III. Genesis 4–Revelation 22: Trying to get back to Genesis 1–2, only better.
History is the story of getting back to the garden. History ends at the beginning. I fear that we fear eternity, that we are reluctant to go where we are going, that it might grow boring precisely because we have missed the beauty of where we came from. We do not look forward to heaven because we do not look backward to the garden.
In the garden we were, first, without sin. Before my wife’s passing, she asked if I thought she would be able to recognize those who had gone before her to heaven. I explained: “Dear, I’m pretty sure I won’t recognize myself when I get to heaven. Me I know. Me without sin, I can’t imagine what that would look like.” What an astonishing thing it will be when we get home and find we have left sin behind. In one sense we won’t recognize ourselves. In another, however, we will finally be what we always were. We will come into our own. We will shed our fallen nature completely, and recall our created nature.
In the garden we were, second, in harmony with the world and with one another. In the garden, not only did the lion and lamb lie down together, but so did the husband and wife. Human relationship was untouched by death, by sickness, by sin. There was no need to be or to feel defensive, no need to guard one’s “rights.” And so it will be in the consummated kingdom. All our relationships will be unsullied by sin or fear. We will be at peace. Thorns and thistles will be banished, and there will be no more sweat on our brows. All will be well.

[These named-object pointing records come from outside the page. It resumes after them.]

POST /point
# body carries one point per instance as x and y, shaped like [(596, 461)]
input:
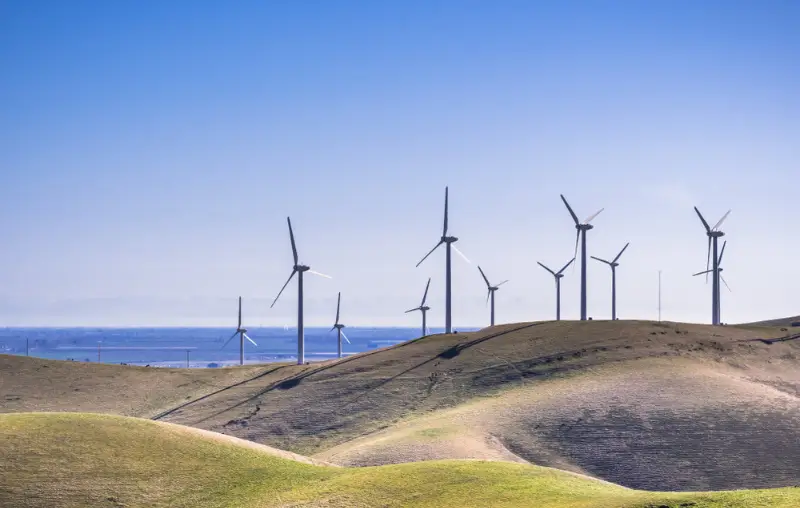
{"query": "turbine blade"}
[(251, 340), (705, 224), (425, 295), (620, 252), (230, 339), (484, 276), (291, 237), (718, 224), (444, 230), (320, 274), (284, 287), (431, 252), (549, 270), (460, 253), (591, 217), (565, 267), (574, 217)]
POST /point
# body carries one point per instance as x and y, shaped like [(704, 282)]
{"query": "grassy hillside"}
[(71, 460), (34, 384), (643, 404), (787, 321)]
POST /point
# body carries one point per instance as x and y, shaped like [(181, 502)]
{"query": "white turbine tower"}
[(613, 264), (582, 228), (717, 272), (338, 326), (242, 333), (298, 269), (490, 295), (558, 276), (713, 234), (423, 308), (448, 241)]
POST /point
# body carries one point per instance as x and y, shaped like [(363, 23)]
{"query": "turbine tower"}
[(718, 274), (338, 326), (613, 264), (448, 241), (298, 269), (713, 235), (582, 228), (242, 333), (490, 294), (558, 275), (423, 308)]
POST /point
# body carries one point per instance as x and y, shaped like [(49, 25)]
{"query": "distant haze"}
[(151, 151)]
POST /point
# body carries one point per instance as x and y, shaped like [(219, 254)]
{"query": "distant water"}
[(167, 347)]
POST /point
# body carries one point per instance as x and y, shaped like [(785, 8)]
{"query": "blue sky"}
[(151, 151)]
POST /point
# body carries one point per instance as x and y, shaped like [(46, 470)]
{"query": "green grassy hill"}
[(656, 406), (787, 321), (76, 460)]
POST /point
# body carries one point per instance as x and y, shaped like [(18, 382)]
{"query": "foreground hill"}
[(76, 460), (656, 406), (779, 322)]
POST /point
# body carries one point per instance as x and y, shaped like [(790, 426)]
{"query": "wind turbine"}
[(423, 308), (338, 326), (448, 241), (241, 332), (582, 228), (613, 264), (558, 275), (713, 235), (299, 270), (718, 274), (491, 289)]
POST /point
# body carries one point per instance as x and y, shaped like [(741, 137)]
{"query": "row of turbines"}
[(582, 227)]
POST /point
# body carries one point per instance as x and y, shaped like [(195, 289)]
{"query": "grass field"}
[(654, 406), (75, 459)]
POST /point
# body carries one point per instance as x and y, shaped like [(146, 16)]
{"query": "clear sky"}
[(150, 152)]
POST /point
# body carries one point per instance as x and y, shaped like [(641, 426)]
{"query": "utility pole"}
[(659, 296)]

All of this, however, Adam and Eve, before their fall, and we, after our glorification, would trade for the one glory above all others—we will walk with Him in the cool of the evening. The glory of eternity is that we will be with Him. We will see His face and live (Rev. 22:4). Better still, we will see Him as He is, and be made like Him.

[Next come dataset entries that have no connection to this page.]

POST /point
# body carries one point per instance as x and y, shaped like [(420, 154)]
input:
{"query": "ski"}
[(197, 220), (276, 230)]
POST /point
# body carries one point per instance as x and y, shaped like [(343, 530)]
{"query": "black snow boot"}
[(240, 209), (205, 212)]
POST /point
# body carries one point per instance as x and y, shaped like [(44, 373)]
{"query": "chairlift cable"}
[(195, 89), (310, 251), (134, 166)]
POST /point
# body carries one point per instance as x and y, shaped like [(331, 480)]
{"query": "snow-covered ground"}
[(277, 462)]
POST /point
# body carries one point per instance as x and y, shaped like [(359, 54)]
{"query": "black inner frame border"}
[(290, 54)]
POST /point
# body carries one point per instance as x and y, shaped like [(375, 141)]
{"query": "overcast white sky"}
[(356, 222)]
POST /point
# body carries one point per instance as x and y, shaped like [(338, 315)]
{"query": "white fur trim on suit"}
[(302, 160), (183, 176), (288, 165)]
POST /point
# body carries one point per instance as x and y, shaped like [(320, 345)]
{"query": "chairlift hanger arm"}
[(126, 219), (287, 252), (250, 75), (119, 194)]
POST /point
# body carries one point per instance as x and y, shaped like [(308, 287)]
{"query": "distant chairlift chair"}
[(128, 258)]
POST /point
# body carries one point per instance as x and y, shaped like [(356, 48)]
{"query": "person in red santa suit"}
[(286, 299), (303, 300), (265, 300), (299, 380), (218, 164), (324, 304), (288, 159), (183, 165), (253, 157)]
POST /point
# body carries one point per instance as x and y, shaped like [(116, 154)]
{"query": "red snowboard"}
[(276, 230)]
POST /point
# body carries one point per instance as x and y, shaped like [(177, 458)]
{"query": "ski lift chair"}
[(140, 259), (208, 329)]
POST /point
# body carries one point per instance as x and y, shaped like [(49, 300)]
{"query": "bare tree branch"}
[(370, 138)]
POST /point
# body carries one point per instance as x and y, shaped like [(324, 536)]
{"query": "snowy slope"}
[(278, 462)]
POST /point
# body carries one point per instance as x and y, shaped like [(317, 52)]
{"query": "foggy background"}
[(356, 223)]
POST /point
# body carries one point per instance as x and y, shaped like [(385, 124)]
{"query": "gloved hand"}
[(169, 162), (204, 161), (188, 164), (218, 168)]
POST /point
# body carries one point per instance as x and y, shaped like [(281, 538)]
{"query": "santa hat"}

The kingdom, however, is not merely future but present. Our sanctification is nothing other than becoming more what we will be. Our living out the “one anothers” here on earth is nothing other than doing what we will do. And our living coram Deo, before the face of God, is nothing other than how and where we will live then. Our progress as pilgrims is measured not by miles but by veils. For now we see through them darkly. But as we grow in grace, as we seek first His kingdom and His righteousness, the veils are progressively removed.
The glory first begins to peek through, giving only hints of what is to come. But as we descend into the vale, the veils begin to drop, and eyesight which had begun to grow dim becomes faith sight that now beholds the Shekinah.
Pray that He would give us eyes to see what eye has not seen. Pray that He would give us ears to hear what ear has not heard. Pray that He would give us minds to grasp, even just a hint, all that He has promised to His beloved. Pleasures Evermore sits at His right hand.